London, November 17, 1966. As Reita Faria, the Indian representative, was about to take the stage for the Miss World pageant at the Lyceum Ballroom on Wellington Street, bookies were feverishly betting who would win the crown — there were 66 contestants that year and Miss UK, 20-year-old Jennifer Lowe, a dairymaid, was tipped to win. Faria’s odds? 1:66.
“I heard there was one Indian who bet on me — out of pure patriotism, I am sure — and I hope he made a small fortune,” says Faria, 73, as she looks back on the night that changed her life forever. The night she created history by becoming the first Asian contestant to win the Miss World title.
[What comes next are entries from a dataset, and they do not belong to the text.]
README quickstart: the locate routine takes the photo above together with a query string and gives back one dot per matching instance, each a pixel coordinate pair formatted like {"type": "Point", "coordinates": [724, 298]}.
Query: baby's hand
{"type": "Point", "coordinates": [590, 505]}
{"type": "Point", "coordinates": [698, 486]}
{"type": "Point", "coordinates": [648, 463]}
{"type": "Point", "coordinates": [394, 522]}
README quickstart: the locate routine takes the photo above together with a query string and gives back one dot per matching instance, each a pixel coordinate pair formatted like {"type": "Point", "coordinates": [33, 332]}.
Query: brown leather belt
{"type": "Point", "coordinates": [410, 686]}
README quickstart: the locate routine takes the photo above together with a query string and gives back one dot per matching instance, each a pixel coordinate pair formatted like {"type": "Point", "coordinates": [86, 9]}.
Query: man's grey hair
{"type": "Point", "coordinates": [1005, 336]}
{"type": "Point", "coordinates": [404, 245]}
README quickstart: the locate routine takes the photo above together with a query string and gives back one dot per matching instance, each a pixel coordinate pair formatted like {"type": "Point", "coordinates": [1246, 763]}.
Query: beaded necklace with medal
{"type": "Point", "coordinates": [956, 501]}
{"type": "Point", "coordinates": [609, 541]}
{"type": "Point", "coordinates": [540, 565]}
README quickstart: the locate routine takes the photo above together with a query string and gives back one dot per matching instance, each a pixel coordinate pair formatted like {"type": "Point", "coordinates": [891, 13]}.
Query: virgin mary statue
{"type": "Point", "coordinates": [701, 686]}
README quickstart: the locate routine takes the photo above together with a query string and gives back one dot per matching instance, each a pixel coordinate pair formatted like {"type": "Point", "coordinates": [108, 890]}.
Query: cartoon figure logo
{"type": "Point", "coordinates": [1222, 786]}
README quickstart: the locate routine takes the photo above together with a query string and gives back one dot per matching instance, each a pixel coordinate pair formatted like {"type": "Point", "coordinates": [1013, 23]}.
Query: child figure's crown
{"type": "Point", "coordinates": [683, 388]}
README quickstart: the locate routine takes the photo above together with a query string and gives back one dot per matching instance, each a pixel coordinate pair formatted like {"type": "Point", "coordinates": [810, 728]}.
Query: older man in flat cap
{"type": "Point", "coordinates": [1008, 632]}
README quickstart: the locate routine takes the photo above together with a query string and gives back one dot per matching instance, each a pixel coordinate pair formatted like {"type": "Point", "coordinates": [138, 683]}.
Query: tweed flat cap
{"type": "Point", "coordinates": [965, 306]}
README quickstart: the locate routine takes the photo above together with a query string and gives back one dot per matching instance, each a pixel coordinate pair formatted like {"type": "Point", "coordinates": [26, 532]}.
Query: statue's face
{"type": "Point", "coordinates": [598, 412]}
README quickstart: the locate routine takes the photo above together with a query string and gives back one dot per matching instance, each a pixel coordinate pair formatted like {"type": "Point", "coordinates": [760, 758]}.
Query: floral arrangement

The odds had been far greater than the scepticism of the bookies. They came stacked in a suitcase of borrowed clothes, in a purse that contained all of three pounds — the only bit of money she had been allowed to carry to London — and a make-up kit that held nothing fancier than a few lipsticks. “I had borrowed a sari from one of Mumbai’s well-heeled ladies and a bathing suit from Persis Khambatta. But Persis was a bit shorter than me, and when I wore it, the organisers said that it just wouldn’t do — it was too ill-fitting. The same for my flat footwear. With those precious three pounds, I bought another costume and some ungainly heels, which I never wore again, although I have kept them,” reveals Faria, flashing that shy but sure smile that was splashed across newspapers 50 years ago, when the dark horse galloped all the way to the finishing line.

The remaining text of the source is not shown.